The function call irandom_range(1, 100) alone will give you 100 different numbers. Why do you what powers of 2? If you want only even numbers you can just multiply by 2 once.
Z
zendraw
Guest
thats just wraping around the bit, you end up again with same number of values. the point is to have more then 62 values based on bits. which is not possible here.
just look it as value1=red, value2=blue etc. but instead of red we have 32, 64,128,256 and so on.
the main reason for bits is becouse each bit is unique and when compared it returns true only if the other value has that bit.

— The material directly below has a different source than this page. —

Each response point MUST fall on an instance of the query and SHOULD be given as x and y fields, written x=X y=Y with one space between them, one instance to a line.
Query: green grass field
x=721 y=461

so comparing 8 & 72 will return true, but 32&72 will return false, but if we add 32 to 72, 32&104 will return true. basicly when we add 32 to our value, its like adding a key to a door in our keychain. now i know i can make an array and so on, but this works and i dont think ill need more then 62, but if i do i guess ill go with arrays.
Roldy
Member
If he wants a bitfield then that is what he wants.
I think his original question has been answered about how the shifting works. So he probably has what he needs to continue. It is a curious though.
In my experience, "if [x] wants [y]" rarely means "[y] is the appropriate tool for the purpose [x] is using it" and usually means "[x] heard about this cool thing called [y] and is determined to cram it into something, even if [x] has no idea what a [y] is." As it's said, we so often think about whether we can, but we don't stop often enough to think about whether we should.
TheouAegis
Member
no, that is not wrapping a bit, that is turning a 64-bit value into a 128-bit value, which is precisely what you would want if you want more than 64 unique values saved into "one variable". This is the same way they handle 32-bit data on 8-bit systems, and the same applies here.